The investment was led by the Andreessen Horowitz firm, also known as a16z, which has invested in products like Clubhouse, Coinbase, and Robinhood. The list of investors also includes Seth Goldstein, who was a co-founder and investor for the original incarnation of Turntable.fm in 2011.
While Turntable.fm is being run by its original creator, another group is trying to create a competing revival of the service. It’s also called Turntable but is located at tt.fm. It’s helmed by another former member of the original Turntable team, Joseph Perla, who hopes to turn it into a mobile-first service with a revamped design.

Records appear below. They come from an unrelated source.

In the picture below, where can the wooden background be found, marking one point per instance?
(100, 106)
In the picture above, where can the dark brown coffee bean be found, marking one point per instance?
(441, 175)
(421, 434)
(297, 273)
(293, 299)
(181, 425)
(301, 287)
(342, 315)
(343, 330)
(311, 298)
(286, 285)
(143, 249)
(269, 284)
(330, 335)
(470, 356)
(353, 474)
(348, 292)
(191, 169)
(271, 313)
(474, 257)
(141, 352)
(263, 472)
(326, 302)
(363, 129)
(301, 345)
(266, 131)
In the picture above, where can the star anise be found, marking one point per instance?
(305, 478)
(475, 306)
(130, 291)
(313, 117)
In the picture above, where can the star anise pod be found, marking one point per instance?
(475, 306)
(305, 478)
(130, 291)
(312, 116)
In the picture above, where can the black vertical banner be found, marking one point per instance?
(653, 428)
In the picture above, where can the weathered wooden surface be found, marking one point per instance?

The two sites, however, don’t get along — there’s controversy over whether Perla was a co-founder or just an employee (Turntable.fm’s about page throws shade about this, listing Goldstein as the “only other co-founder”), and over the trademark. Both sides say that the other made legal threats, and that they wish the other would just leave them alone to work on the project. The top of Turntable.fm’s Wikipedia page is filled with warnings about disputes and close connections, and Chasen and Perla have both written Medium articles addressing the situation (both with their own versions of the story). If it reminds you of the Spider-Man pointing at Spider-Man meme, you’re not alone.
a16z, though, has seemingly chosen to back Chasen’s version, which has the original turntable.fm URL. Chasen doesn’t discuss much about what the future of the service will look like in the blog post, other than the fact that he’s turning off the Patreon crowd-funding. I spoke to him right after the site originally came back, and at the time Chasen said that the site only played YouTube videos but that SoundCloud integration was in the works. It seems that he’s made good on this promise, as that integration is now in place.
The Medium post also says that Turntable.fm is looking to hire engineers or designers to work on its team, which makes sense now that the company has some money to spend.
At the moment, the service is still hidden behind a password, which is sent to users after they join the waitlist by emailing Turntable their favorite song (the site’s message implies you’ll be judged on your taste).